AMD has made significant strides with their Radeon RX 7900 XTX, which now outperforms NVIDIA’s GeForce RTX 4090 in running the DeepSeek R1 AI model in inference benchmarks. This is a notable achievement, especially in the competitive landscape of GPUs powering AI models.
In a swift move, AMD has rolled out comprehensive support for DeepSeek’s R1 LLM models, showcasing superior performance on their hardware. DeepSeek has recently captured the industry’s attention, leaving many curious about the computational effort behind training such models. Luckily, AMD’s flagship “RDNA 3” Radeon RX 7900 XTX GPU provides consumers with the ability to comfortably run these models with impressive efficiency, even outperforming some of NVIDIA’s offerings in various cases.
David McAfee from AMD shared a tweet highlighting the RX 7900 XTX’s impressive performance with DeepSeek’s AI models. He also provided a useful guide for those looking to harness the power of Radeon GPUs and Ryzen AI APUs.
For many enthusiasts and professionals focusing on AI workloads, consumer GPUs present a favourable option given their cost-effectiveness compared to dedicated AI accelerators. The added bonus is the ability to run models locally, which enhances privacy—a growing concern with AI applications like DeepSeek’s.
AMD has published an in-depth guide to help users run DeepSeek R1 models on their GPUs. Here’s a quick rundown of the steps:
1. Ensure you’re using the 25.1.1 Optional or newer Adrenalin driver.
2. Download LM Studio 0.3.8 or later from lmstudio.ai/ryzenai.
3. Install LM Studio and skip the initial onboarding.
4. Navigate to the discover tab.
5. Select your DeepSeek R1 Distill. For quick performance, go with smaller distills like the Qwen 1.5B, which are also recommended for beginners. Larger models offer enhanced reasoning capabilities.
6. On the right, select “Q4 K M” quantization and hit “Download.”
7. After downloading, return to the chat tab, choose the DeepSeek R1 distill from the menu, and check the “manually select parameters” box.
8. Adjust the GPU offload layers by moving the slider to the maximum.
9. Click on model load.
10. Begin interacting with the reasoning model fully operating on your local AMD hardware.
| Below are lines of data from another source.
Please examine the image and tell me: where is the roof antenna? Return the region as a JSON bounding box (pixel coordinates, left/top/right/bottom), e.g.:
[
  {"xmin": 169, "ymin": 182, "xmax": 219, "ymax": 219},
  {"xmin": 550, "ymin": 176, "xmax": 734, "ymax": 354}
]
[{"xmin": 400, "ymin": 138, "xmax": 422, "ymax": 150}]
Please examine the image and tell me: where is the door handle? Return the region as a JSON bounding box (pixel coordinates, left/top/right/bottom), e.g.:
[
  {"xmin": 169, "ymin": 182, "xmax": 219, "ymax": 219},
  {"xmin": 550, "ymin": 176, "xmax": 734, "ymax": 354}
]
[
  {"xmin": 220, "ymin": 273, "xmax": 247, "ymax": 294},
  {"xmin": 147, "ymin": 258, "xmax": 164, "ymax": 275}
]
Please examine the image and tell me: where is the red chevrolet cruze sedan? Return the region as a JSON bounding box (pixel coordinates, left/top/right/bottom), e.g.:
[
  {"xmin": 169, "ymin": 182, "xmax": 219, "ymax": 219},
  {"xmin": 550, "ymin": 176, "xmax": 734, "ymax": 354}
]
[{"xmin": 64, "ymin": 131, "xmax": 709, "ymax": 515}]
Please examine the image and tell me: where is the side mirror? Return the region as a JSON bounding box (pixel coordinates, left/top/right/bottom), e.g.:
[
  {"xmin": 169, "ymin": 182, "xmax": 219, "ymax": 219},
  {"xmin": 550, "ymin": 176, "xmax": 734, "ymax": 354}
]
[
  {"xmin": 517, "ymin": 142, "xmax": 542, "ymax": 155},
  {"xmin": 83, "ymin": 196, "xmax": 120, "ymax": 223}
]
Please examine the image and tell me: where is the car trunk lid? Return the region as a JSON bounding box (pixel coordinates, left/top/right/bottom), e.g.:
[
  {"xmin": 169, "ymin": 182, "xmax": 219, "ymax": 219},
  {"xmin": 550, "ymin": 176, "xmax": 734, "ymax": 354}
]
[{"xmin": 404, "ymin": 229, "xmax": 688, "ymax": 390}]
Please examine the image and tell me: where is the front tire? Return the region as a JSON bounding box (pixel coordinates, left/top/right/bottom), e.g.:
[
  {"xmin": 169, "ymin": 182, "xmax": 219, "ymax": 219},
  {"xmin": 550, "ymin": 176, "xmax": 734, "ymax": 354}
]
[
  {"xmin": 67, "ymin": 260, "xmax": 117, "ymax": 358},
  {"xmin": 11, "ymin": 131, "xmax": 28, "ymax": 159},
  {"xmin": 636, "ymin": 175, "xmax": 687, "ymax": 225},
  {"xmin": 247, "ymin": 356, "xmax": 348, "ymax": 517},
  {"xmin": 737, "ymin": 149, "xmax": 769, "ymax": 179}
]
If these steps prove challenging, AMD also offers a video tutorial on YouTube that breaks down each step in detail. This visual guide can be incredibly helpful for setting up and running DeepSeek’s LLMs while ensuring data privacy. As both NVIDIA and AMD prepare to release new GPUs, we anticipate substantial improvements in inferencing capabilities, thanks to integrated AI engines designed to handle these complex workloads more efficiently. Make sure to leverage these resources to keep your data safe and fully utilize the power of your AMD devices.